The target listeners (only 4) to these events can be
- SQS
- SNS
- Lambda functions
- Event Bridge
Generally the notifications are delivered in a second but sometimes it can take minutes

For best performance and making sure you get the event enable versioning. Why?

Your team-mate has configured an Amazon S3 event notification for an S3 bucket that holds sensitive audit data of a firm. As the Team Lead, you are receiving the SNS notifications for every event in this bucket. After validating the event data, you realised that few events are missing. What could be the reason for this behaviour and how to avoid this in the future?

If two writes are made to a single non-versioned object at the same time, it is possible that only a single event notification will be sent. Solution is to enable versioning.

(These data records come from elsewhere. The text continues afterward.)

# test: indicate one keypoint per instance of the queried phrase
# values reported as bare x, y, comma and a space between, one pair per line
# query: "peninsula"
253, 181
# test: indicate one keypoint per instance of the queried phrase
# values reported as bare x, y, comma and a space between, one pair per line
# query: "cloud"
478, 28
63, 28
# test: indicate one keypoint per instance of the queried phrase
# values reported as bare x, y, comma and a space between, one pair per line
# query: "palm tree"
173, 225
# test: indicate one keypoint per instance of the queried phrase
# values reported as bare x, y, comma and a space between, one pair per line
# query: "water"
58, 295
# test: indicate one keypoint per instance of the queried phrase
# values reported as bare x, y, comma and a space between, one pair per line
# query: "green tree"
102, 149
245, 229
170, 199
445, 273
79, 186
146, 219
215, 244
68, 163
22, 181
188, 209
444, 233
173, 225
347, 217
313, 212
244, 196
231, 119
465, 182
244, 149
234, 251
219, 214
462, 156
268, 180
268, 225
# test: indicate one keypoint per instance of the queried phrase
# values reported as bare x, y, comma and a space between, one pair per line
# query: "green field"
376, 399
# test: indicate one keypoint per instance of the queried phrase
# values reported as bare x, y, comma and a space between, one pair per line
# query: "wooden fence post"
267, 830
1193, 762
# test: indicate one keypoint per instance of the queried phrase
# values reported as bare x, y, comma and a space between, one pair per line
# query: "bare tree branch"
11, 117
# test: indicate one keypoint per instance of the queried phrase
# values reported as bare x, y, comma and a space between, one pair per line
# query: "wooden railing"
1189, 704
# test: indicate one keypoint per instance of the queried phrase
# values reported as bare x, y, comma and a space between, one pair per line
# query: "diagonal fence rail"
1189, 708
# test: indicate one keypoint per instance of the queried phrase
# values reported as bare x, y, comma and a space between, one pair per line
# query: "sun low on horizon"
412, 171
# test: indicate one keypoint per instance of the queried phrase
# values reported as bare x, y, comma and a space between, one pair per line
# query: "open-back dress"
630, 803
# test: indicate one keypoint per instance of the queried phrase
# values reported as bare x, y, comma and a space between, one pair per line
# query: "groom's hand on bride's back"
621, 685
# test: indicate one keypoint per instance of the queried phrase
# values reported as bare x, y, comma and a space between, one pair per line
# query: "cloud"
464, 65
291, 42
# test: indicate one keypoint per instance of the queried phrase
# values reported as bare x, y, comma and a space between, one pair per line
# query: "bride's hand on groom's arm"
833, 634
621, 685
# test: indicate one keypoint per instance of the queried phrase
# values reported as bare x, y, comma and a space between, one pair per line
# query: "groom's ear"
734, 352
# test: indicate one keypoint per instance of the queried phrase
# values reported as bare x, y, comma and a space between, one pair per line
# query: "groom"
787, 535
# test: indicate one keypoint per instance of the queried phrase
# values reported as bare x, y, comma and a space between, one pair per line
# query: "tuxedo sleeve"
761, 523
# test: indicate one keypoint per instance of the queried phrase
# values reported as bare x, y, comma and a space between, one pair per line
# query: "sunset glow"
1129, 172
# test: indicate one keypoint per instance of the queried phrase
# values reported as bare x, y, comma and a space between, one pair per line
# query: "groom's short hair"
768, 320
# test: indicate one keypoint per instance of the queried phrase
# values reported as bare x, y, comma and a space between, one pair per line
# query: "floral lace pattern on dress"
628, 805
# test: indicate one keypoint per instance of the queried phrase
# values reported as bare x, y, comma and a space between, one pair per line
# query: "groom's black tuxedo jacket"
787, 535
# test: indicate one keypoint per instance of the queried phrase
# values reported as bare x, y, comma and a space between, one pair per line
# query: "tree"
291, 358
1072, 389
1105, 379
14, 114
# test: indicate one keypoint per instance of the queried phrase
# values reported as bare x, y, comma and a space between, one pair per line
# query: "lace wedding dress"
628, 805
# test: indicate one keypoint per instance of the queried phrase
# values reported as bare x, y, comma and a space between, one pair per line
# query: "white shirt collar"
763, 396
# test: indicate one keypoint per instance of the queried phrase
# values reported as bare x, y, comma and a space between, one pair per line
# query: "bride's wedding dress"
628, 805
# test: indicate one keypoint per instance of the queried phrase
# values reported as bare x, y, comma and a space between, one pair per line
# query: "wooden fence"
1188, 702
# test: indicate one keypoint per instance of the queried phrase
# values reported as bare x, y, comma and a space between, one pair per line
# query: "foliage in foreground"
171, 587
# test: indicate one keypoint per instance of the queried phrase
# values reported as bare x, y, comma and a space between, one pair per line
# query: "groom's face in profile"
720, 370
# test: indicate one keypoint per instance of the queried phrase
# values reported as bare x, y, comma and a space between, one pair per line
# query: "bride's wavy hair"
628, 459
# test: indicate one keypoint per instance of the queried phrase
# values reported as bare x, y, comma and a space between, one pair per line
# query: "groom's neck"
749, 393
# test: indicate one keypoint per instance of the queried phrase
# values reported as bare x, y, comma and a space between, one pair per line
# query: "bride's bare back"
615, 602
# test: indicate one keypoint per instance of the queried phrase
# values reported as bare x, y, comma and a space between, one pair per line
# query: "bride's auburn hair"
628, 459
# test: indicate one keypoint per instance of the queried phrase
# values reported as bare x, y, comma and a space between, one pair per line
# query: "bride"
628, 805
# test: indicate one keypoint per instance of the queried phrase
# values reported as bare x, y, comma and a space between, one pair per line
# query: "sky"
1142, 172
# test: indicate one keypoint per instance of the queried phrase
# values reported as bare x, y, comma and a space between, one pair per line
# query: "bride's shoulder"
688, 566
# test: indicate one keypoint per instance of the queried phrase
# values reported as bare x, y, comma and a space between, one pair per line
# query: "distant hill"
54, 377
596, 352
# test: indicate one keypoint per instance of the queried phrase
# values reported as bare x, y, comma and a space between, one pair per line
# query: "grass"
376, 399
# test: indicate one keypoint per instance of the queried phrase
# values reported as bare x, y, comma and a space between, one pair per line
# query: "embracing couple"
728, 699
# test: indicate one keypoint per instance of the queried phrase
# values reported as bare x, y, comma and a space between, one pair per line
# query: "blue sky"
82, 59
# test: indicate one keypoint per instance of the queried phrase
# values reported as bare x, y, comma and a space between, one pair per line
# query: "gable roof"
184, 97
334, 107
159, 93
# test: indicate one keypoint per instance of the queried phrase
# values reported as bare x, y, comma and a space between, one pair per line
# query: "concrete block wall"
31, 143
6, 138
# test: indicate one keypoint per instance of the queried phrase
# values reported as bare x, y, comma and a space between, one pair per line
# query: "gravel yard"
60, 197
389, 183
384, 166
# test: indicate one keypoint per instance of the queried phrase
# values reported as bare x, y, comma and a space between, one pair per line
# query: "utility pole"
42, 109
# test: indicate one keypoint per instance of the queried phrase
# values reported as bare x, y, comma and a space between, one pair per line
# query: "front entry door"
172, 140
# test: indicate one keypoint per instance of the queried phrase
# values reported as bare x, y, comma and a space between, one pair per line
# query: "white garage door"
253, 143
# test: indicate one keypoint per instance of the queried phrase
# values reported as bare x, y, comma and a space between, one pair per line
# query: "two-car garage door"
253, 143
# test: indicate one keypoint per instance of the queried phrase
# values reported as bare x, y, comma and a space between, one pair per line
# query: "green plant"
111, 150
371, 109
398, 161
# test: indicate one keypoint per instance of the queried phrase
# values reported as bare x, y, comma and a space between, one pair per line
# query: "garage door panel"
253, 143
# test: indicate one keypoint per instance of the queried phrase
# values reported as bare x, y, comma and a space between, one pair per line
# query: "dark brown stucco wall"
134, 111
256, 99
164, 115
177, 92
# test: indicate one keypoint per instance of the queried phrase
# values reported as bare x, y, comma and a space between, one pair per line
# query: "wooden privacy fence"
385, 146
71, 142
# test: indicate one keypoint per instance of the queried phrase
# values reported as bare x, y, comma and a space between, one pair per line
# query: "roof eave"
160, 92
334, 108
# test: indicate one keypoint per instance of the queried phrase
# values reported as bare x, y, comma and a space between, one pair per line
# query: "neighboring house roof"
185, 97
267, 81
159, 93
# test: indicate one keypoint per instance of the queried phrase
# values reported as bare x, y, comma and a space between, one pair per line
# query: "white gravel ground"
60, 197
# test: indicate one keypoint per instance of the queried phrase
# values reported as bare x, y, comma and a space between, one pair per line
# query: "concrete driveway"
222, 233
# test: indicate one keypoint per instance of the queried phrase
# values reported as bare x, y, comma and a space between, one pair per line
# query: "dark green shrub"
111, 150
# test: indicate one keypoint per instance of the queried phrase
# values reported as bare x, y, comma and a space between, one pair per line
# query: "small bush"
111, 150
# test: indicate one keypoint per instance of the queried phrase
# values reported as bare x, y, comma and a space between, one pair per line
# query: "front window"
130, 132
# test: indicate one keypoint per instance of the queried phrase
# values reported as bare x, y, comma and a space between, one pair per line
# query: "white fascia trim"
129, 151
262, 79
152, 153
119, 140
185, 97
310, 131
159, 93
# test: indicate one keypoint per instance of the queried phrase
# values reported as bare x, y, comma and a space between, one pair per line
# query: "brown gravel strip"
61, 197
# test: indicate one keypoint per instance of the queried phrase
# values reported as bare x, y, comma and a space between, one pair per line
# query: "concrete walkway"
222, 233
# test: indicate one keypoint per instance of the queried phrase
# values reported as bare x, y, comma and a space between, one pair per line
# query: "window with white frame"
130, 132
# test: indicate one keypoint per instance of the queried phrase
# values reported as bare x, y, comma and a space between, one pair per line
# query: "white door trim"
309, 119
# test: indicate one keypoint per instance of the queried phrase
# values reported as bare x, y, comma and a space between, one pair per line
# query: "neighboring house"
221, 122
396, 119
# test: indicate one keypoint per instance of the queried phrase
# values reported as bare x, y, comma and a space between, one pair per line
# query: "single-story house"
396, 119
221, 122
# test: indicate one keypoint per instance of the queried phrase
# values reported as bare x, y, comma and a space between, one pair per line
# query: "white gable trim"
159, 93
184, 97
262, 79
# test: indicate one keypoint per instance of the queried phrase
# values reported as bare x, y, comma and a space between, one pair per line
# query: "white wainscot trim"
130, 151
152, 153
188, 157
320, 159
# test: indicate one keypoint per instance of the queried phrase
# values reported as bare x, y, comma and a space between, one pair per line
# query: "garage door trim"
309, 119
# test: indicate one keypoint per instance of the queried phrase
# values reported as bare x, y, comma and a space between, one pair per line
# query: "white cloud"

Only normal SQS is allowed. SQS FIFO is NOT allowed.

S3 Inventory¶

List objects and their corresponding metadata
- Alternative to S3 List API operation
Usage examples:
- Audit and report on the replication and encryption status of your objects
- Get the number of objects in an S3 bucket
- Identify the total storage of previous object versions
Output files: CSV, ORC, or Apache Parquet
We can generate daily or weekly reports.
You can query all the data using Amazon Athena, Redshift, Presto, Hive, Spark, etc.
You can filter generated report using S3 Select
Use cases: Business, Compliance, Regulatory needs.

An IT company extensively uses Amazon S3 buckets for storage, hosting, backup and compliance specific replication. A Team Lead has reached out to you for creating a report that lists all the objects that have failed replication in the S3 buckets that the project manages. This process needs to be automated as the Team Lead needs this list daily. As a SysOps Administrator, how will you configure a solution for this request?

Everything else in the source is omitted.